Dry Cleaning are releasing their third album Secret Love this Friday, but today they’ve dropped what feels like its emotional thesis statement: ‘Joy’, the fourth and final single, following ‘Hit My Head All Day’, ‘Cruise Ship Designer’ and ‘Let Me Grow and You’ll See The Fruit’.
‘Joy’ cuts in with spiky, layered guitar from our post-punk past, all sharp edges and nervous momentum. Floating above it is Florence Shaw’s famously nonchalant vocal. That friction — anxious guitar versus deadpan delivery — is where the song really lives, generating a low-level tension that never quite resolves.
Lyrically, the track was initially pieced together from adverts found in Virginia Tech University’s History of Food and Drink archive, but ‘Joy’ lands less as collage and more as a strangely sincere pep talk for bleak times. It closes Secret Love with a line that feels disarmingly earnest in 2025: “Don’t give up on being sweet.”

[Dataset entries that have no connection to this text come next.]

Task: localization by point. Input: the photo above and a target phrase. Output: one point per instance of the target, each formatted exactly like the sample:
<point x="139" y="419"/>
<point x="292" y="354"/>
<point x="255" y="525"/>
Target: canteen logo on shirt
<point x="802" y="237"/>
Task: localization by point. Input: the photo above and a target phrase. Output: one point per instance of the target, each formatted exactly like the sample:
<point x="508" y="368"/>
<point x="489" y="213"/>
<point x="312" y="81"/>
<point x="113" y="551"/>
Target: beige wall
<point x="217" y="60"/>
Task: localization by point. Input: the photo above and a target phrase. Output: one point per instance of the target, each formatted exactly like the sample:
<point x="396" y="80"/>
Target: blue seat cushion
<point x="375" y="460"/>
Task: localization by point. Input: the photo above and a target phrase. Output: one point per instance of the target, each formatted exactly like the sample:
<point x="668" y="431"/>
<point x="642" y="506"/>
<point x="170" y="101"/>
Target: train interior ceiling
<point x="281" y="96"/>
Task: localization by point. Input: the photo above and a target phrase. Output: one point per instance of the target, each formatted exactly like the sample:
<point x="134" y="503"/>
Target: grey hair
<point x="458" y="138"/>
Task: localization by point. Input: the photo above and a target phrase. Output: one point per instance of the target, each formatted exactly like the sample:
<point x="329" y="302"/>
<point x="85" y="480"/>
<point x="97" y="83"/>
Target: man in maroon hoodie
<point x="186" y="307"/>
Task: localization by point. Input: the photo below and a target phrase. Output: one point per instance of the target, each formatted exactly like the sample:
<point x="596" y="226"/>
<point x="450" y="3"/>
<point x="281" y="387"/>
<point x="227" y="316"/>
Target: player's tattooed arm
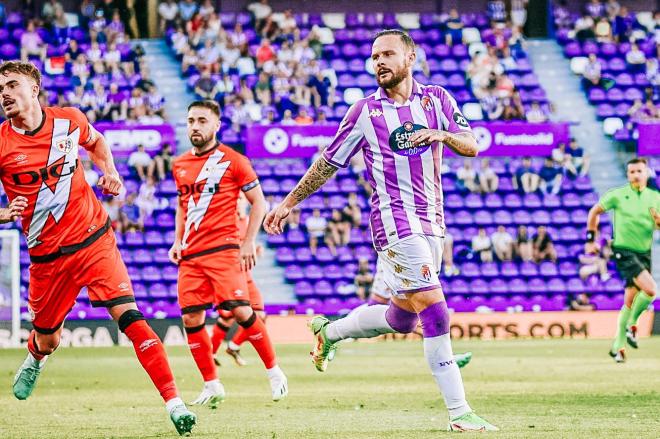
<point x="462" y="143"/>
<point x="320" y="172"/>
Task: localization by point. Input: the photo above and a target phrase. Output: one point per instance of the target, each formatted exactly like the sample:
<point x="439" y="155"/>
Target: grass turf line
<point x="529" y="388"/>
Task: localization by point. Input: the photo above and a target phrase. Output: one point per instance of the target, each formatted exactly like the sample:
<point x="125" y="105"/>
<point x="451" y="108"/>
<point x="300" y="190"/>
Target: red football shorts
<point x="54" y="286"/>
<point x="211" y="280"/>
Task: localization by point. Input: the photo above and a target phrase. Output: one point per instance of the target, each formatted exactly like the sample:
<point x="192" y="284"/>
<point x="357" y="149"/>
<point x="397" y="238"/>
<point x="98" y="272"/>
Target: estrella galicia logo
<point x="399" y="140"/>
<point x="460" y="120"/>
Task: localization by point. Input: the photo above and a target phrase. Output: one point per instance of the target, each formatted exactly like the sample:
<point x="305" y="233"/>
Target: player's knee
<point x="128" y="318"/>
<point x="401" y="320"/>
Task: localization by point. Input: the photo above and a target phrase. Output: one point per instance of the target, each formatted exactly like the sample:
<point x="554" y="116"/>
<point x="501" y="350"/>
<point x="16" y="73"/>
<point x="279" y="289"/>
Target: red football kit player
<point x="68" y="233"/>
<point x="212" y="260"/>
<point x="225" y="320"/>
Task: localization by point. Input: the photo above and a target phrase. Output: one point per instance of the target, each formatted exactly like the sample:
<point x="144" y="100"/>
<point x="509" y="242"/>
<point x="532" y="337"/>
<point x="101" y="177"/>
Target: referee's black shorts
<point x="630" y="264"/>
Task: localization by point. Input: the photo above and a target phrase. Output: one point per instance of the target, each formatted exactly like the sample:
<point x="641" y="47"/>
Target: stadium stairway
<point x="165" y="71"/>
<point x="564" y="91"/>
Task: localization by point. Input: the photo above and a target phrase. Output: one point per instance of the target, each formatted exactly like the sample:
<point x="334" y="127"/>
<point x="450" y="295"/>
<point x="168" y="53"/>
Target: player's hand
<point x="175" y="252"/>
<point x="274" y="221"/>
<point x="656" y="216"/>
<point x="248" y="255"/>
<point x="14" y="211"/>
<point x="427" y="136"/>
<point x="591" y="248"/>
<point x="110" y="184"/>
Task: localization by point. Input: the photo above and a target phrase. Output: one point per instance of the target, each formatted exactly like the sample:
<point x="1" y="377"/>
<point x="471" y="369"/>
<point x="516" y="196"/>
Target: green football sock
<point x="622" y="322"/>
<point x="641" y="302"/>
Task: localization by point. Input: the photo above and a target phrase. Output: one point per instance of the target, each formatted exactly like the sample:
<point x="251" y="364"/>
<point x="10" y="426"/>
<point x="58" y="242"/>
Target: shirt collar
<point x="417" y="90"/>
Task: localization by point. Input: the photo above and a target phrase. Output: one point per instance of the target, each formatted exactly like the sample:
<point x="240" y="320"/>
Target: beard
<point x="397" y="76"/>
<point x="198" y="140"/>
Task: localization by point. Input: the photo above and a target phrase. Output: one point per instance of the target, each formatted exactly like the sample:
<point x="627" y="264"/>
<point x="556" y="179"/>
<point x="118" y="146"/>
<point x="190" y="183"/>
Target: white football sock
<point x="363" y="322"/>
<point x="438" y="353"/>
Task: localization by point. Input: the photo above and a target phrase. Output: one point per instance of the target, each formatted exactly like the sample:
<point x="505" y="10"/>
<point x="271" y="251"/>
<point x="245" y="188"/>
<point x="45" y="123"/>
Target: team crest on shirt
<point x="400" y="140"/>
<point x="65" y="145"/>
<point x="427" y="104"/>
<point x="426" y="272"/>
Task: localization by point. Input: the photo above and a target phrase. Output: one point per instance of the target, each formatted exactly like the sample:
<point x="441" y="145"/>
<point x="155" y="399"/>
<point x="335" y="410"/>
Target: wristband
<point x="591" y="236"/>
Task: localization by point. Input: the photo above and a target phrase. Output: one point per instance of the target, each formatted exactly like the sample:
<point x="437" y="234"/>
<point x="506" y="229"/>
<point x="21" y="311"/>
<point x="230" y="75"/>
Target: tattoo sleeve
<point x="462" y="143"/>
<point x="314" y="178"/>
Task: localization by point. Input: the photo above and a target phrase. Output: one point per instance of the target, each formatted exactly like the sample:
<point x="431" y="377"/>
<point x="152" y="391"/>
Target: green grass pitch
<point x="529" y="388"/>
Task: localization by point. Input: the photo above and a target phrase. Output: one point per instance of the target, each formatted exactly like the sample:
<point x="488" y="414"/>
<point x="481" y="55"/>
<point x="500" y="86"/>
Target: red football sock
<point x="255" y="330"/>
<point x="240" y="336"/>
<point x="32" y="347"/>
<point x="219" y="333"/>
<point x="152" y="356"/>
<point x="199" y="343"/>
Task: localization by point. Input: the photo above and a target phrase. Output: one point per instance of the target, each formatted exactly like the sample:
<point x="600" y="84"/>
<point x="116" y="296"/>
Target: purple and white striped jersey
<point x="407" y="194"/>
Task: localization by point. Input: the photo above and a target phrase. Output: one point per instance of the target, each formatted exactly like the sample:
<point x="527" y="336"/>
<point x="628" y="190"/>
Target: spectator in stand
<point x="591" y="77"/>
<point x="140" y="163"/>
<point x="146" y="199"/>
<point x="551" y="177"/>
<point x="448" y="256"/>
<point x="594" y="9"/>
<point x="524" y="245"/>
<point x="604" y="31"/>
<point x="487" y="178"/>
<point x="562" y="158"/>
<point x="129" y="215"/>
<point x="261" y="10"/>
<point x="580" y="302"/>
<point x="635" y="59"/>
<point x="526" y="179"/>
<point x="364" y="279"/>
<point x="453" y="28"/>
<point x="502" y="244"/>
<point x="351" y="213"/>
<point x="466" y="178"/>
<point x="162" y="162"/>
<point x="339" y="230"/>
<point x="113" y="207"/>
<point x="513" y="108"/>
<point x="187" y="8"/>
<point x="32" y="44"/>
<point x="317" y="227"/>
<point x="303" y="117"/>
<point x="580" y="160"/>
<point x="265" y="53"/>
<point x="91" y="176"/>
<point x="536" y="114"/>
<point x="584" y="28"/>
<point x="482" y="246"/>
<point x="543" y="247"/>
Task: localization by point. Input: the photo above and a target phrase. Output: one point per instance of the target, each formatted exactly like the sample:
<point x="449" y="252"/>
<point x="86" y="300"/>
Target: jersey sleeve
<point x="609" y="200"/>
<point x="244" y="174"/>
<point x="87" y="137"/>
<point x="348" y="139"/>
<point x="455" y="122"/>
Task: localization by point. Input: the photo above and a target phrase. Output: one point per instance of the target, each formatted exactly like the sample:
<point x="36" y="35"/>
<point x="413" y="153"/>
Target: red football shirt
<point x="208" y="188"/>
<point x="43" y="166"/>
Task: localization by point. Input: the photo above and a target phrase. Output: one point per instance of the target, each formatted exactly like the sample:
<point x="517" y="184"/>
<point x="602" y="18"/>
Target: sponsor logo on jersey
<point x="460" y="120"/>
<point x="148" y="343"/>
<point x="427" y="104"/>
<point x="375" y="113"/>
<point x="426" y="272"/>
<point x="400" y="140"/>
<point x="64" y="145"/>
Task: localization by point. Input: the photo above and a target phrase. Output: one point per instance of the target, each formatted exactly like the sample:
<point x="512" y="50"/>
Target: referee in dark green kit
<point x="636" y="215"/>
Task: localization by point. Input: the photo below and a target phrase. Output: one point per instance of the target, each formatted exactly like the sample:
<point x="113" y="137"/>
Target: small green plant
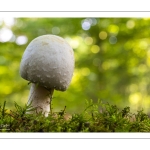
<point x="96" y="117"/>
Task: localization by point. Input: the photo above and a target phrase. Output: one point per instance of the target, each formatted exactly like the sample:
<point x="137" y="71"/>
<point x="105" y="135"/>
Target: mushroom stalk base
<point x="40" y="99"/>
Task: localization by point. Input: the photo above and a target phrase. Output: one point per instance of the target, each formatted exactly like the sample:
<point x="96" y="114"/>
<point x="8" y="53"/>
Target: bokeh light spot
<point x="102" y="35"/>
<point x="85" y="71"/>
<point x="113" y="40"/>
<point x="9" y="22"/>
<point x="88" y="40"/>
<point x="95" y="49"/>
<point x="130" y="24"/>
<point x="113" y="29"/>
<point x="135" y="98"/>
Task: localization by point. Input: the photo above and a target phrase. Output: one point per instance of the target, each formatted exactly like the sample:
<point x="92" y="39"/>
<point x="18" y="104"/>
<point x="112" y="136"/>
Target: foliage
<point x="112" y="60"/>
<point x="96" y="117"/>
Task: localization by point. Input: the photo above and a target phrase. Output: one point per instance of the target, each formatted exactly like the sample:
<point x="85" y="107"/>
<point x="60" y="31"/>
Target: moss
<point x="96" y="117"/>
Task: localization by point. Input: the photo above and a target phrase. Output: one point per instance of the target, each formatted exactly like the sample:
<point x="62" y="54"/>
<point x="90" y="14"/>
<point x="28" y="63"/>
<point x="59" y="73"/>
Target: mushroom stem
<point x="40" y="98"/>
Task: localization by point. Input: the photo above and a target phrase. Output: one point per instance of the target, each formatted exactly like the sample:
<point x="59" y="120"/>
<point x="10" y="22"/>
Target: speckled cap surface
<point x="49" y="61"/>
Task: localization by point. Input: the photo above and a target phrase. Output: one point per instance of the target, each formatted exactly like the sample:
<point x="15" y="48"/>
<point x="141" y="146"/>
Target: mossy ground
<point x="97" y="117"/>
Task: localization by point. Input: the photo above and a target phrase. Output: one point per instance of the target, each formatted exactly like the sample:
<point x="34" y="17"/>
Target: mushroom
<point x="48" y="63"/>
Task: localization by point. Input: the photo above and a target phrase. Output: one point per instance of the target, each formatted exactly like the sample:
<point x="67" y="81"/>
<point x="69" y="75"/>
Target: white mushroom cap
<point x="49" y="61"/>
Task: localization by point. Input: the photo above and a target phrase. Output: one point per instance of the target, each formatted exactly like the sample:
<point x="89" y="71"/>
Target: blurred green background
<point x="112" y="60"/>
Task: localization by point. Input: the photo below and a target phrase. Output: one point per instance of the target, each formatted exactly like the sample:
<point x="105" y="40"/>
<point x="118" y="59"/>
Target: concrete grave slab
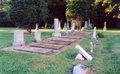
<point x="71" y="37"/>
<point x="80" y="69"/>
<point x="57" y="42"/>
<point x="35" y="50"/>
<point x="18" y="38"/>
<point x="63" y="40"/>
<point x="83" y="52"/>
<point x="49" y="46"/>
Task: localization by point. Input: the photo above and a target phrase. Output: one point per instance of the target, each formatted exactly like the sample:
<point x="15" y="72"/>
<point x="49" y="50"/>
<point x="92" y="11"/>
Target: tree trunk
<point x="29" y="30"/>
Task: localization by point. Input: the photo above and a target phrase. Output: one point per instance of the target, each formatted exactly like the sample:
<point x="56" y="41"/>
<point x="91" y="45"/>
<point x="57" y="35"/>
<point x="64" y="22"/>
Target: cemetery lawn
<point x="106" y="54"/>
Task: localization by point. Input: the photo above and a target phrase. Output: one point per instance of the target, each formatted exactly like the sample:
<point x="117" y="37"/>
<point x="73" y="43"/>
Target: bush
<point x="6" y="23"/>
<point x="100" y="35"/>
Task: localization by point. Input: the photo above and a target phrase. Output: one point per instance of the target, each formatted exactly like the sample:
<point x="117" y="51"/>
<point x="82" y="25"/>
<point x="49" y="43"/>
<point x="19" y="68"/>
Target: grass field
<point x="105" y="57"/>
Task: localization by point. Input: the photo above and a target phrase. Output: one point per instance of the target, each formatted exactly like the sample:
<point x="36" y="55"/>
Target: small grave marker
<point x="18" y="38"/>
<point x="83" y="53"/>
<point x="91" y="47"/>
<point x="94" y="34"/>
<point x="66" y="32"/>
<point x="80" y="69"/>
<point x="96" y="42"/>
<point x="56" y="29"/>
<point x="38" y="35"/>
<point x="104" y="29"/>
<point x="73" y="27"/>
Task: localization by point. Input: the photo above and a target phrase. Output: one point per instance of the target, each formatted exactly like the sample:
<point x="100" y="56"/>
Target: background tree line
<point x="26" y="13"/>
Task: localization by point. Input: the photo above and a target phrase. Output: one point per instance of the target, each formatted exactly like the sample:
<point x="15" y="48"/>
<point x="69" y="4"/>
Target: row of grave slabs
<point x="50" y="46"/>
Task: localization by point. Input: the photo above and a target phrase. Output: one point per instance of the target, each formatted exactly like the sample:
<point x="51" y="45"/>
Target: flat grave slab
<point x="56" y="42"/>
<point x="63" y="40"/>
<point x="42" y="51"/>
<point x="71" y="37"/>
<point x="49" y="46"/>
<point x="34" y="50"/>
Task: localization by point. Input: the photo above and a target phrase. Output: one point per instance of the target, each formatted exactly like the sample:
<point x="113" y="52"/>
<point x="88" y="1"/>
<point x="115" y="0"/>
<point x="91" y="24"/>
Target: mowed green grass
<point x="105" y="57"/>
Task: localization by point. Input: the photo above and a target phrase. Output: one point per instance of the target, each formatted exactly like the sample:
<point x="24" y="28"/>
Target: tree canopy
<point x="29" y="12"/>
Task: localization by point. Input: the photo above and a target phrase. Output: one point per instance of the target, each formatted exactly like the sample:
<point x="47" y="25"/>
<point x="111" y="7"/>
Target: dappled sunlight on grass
<point x="105" y="54"/>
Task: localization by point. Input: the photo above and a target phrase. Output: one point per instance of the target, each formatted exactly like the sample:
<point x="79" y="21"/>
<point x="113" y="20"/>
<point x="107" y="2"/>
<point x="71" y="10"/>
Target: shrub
<point x="100" y="35"/>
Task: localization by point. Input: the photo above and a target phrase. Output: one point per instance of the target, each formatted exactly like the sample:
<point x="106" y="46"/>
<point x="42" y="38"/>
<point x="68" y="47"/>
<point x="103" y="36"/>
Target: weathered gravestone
<point x="79" y="57"/>
<point x="80" y="69"/>
<point x="95" y="42"/>
<point x="66" y="33"/>
<point x="56" y="29"/>
<point x="89" y="24"/>
<point x="45" y="25"/>
<point x="67" y="24"/>
<point x="85" y="25"/>
<point x="38" y="35"/>
<point x="94" y="34"/>
<point x="91" y="47"/>
<point x="73" y="27"/>
<point x="59" y="25"/>
<point x="83" y="53"/>
<point x="82" y="29"/>
<point x="18" y="38"/>
<point x="36" y="27"/>
<point x="104" y="29"/>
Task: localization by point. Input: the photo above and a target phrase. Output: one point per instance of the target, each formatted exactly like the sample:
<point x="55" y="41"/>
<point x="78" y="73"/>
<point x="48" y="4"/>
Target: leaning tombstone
<point x="66" y="32"/>
<point x="73" y="28"/>
<point x="104" y="29"/>
<point x="91" y="47"/>
<point x="95" y="42"/>
<point x="85" y="26"/>
<point x="56" y="29"/>
<point x="82" y="29"/>
<point x="79" y="57"/>
<point x="36" y="27"/>
<point x="83" y="53"/>
<point x="80" y="69"/>
<point x="94" y="34"/>
<point x="59" y="25"/>
<point x="38" y="35"/>
<point x="45" y="25"/>
<point x="67" y="24"/>
<point x="18" y="38"/>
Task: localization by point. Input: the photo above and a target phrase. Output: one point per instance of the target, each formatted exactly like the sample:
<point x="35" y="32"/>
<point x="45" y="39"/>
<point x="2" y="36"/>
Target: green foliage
<point x="106" y="58"/>
<point x="28" y="13"/>
<point x="57" y="9"/>
<point x="100" y="35"/>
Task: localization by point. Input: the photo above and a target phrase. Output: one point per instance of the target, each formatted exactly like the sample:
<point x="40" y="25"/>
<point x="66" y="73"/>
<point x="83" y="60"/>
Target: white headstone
<point x="66" y="31"/>
<point x="89" y="24"/>
<point x="67" y="24"/>
<point x="80" y="69"/>
<point x="96" y="42"/>
<point x="82" y="29"/>
<point x="91" y="47"/>
<point x="56" y="29"/>
<point x="79" y="57"/>
<point x="83" y="52"/>
<point x="85" y="26"/>
<point x="36" y="26"/>
<point x="94" y="34"/>
<point x="73" y="27"/>
<point x="59" y="25"/>
<point x="18" y="38"/>
<point x="38" y="35"/>
<point x="45" y="25"/>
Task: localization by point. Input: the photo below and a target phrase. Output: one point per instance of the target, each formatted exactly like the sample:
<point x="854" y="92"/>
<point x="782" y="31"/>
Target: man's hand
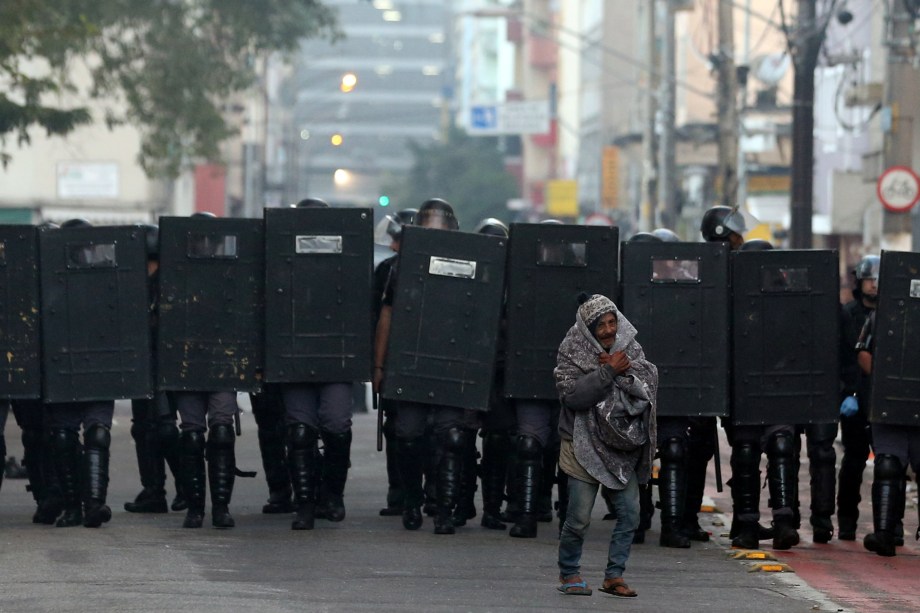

“Recently I’ve felt pessimistic about the world. The influence of what they call “the manosphere”, the genocide against Palestinians continuing despite huge protests, the rise of the racist Reform party in the UK, the promotion of AI in art and music. I wanted to try and stoke my drive to stay positive and spread softness and compassion. The wishes in the song have a naive quality.” – Florence Shaw
The BULLYACHE-choreographed visualiser starring guitarist Tom Dowse mirrors that same stripped-back sincerity. It’s cheap, simple and refreshingly unpolished — no narrative, no art-school fog — just Dowse dancing like he means it. The joy comes from the relish in the movement itself, turning awkwardness into something expressive, human and oddly moving.
Dowse from Dry Cleaning explains:
“We were looking to get away from the longer form, narrative and impressionistic confines of a typical music video and give ourselves, friends and fans a way to respond to the music in a more expressive way that feels personal.
We’ve seen the vastly different ways people behave at our shows – pogoing singalongs, full wig-outs, lone figures inhabiting the sound in their own private universe. With that in mind, we asked Bullyache to design a set of moves to each song on Secret Love as a starting point for ourselves and others to mimic or interpret them in a fun and idiosyncratic way, regardless of technical ability.”
In a cultural moment obsessed with optimisation, irony and machine-made everything, ‘Joy’ feels almost confrontational in its softness — a post-punk song that dares to suggest that staying kind is still a radical act.
Check out ‘Joy’ now. Secret Love is out this Friday, 9 January.